Now in Docker Compose
An example of how to do this with docker-compose is shown below with the following services structure:
- tailscale
- reverse-proxy
- postgres
- dendrite
version: '3'
networks:
web:
name: web
external: true
matrix-internal:
name: matrix-internal
external: true
services:
tailscale:
hostname: matrix
#image: tailscale/tailscale:stable
build:
context: .
dockerfile: Dockerfile.tailscale
command: /tmp/startup.sh
restart: unless-stopped
env_file:
- ./config/tailscale/.tailscale_env
network_mode: host
privileged: true
cap_add: # Required for tailscale to work
- net_admin
- sys_module
volumes:
- /dev/net/tun:/dev/net/tun
- ./data/tailscale/lib:/var/lib/tailscale
- ./data/tailscale/run:/var/run/tailscale
reverse-proxy:
depends_on:
- tailscale
# The official v2 Traefik docker image
image: traefik:v3.0.0-beta2
# Enables the web UI and tells Traefik to listen to docker
command:
#- --log.level=DEBUG
- --api.insecure=true
- --providers.docker=true
- --providers.docker.exposedbydefault=false
- --providers.docker.network=matrix-internal
- --entrypoints.client.address=:4443
- --entrypoints.federation.address=:8443
- --entrypoints.web.address=:80
- --certificatesresolvers.tailscaleResolver.tailscale=true
ports:
- "80:80"
- "4443:4443"
- "443:443/udp"
- "8443:8443"
volumes:
# make the Tailscale socket available to Traefik
- ./data/tailscale/run/tailscaled.sock:/var/run/tailscale/tailscaled.sock
# Add Docker as a mounted volume, so that Traefik can read the labels of other services
- /var/run/docker.sock:/var/run/docker.sock:ro
networks:
web:
matrix-internal:
ipv4_address: 172.25.0.10
postgres:
hostname: postgres
image: postgres:15
restart: always
volumes:
- ./config/postgres/create_db.sh:/docker-entrypoint-initdb.d/20-create_db.sh
- ./data/postgres:/var/lib/postgresql/data
environment:
POSTGRES_PASSWORD: {{ YOUR POSTGRES PASS. SAME AS IN dendrite.yaml }}
POSTGRES_USER: dendrite
healthcheck:
test: ["CMD-SHELL", "pg_isready -U dendrite"]
interval: 5s
timeout: 5s
retries: 5
networks:
- matrix-internal
dendrite:
depends_on:
- postgres
hostname: dendrite
image: matrixdotorg/dendrite-monolith:latest
command: [
"--tls-cert=server.crt",
"--tls-key=server.key"
]
ports:
- 8008:8008
- 8448:8448
volumes:
- ./config/dendrite:/etc/dendrite
- ./data/dendrite/media:/var/dendrite/media
depends_on:
- postgres
networks:
- matrix-internal
restart: unless-stopped
labels:
- traefik.enable=true
- traefik.http.routers.web.rule=Host(`matrix.{{tailnet-id}}.ts.net`)
- traefik.http.routers.web.tls.certresolver=tailscaleResolver
- traefik.http.routers.web.tls.domains[0].main=matrix.{{tailnet-id}}.ts.net
- traefik.http.routers.web.entrypoints=client
- traefik.http.routers.federation.rule=Host(`matrix.{{tailnet-id}}.ts.net`)
- traefik.http.routers.federation.tls.certresolver=tailscaleResolver
- traefik.http.routers.federation.tls.domains[0].main=matrix.{{tailnet-id}}.ts.net
- traefik.http.routers.federation.entrypoints=federation
The dendrite config should be configured as required based on the Dendrite docs.

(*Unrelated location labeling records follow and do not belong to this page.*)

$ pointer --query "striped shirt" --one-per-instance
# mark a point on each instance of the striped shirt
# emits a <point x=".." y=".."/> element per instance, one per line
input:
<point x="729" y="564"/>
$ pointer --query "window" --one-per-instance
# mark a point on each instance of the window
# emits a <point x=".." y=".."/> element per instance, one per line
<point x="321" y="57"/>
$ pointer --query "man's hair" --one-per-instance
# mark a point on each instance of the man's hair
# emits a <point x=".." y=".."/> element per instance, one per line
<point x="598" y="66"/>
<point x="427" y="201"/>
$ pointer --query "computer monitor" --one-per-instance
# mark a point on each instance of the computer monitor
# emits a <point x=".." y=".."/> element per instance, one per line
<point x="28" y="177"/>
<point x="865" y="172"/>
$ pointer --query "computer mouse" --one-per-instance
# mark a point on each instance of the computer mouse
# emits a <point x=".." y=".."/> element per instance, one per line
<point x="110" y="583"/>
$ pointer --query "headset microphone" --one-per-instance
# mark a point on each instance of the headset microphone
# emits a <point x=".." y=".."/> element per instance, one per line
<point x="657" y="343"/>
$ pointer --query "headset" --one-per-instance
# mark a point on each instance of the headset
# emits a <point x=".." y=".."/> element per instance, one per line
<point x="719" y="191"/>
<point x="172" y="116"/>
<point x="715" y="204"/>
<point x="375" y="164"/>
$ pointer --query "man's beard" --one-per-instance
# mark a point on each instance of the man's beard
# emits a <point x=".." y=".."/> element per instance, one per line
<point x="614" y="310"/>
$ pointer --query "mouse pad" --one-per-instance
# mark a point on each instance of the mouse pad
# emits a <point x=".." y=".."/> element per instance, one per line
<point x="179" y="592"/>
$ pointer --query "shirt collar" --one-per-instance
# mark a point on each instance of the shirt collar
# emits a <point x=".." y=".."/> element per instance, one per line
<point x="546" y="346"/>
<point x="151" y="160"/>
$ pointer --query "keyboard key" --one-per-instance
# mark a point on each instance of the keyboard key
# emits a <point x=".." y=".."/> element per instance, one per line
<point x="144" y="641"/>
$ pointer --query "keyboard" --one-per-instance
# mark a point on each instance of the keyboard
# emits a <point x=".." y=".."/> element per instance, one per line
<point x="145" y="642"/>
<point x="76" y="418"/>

However, the Tailscale environment config file was a little harder to figure out. In this one I ended with something along the following lines:
TS_HOSTNAME='matrix'
TS_AUTH_KEY={{ Authkey from the Tailscale admin console }}
TS_STATE_DIR='/var/lib/tailscale'
TS_USERSPACE=false
TS_SOCKET='/var/run/tailscale/tailscaled.sock'
TS_DEST_IP='172.25.0.10'
Word of Caution
The Tailscale container is highly privileged, so make sure to put on some real monitoring.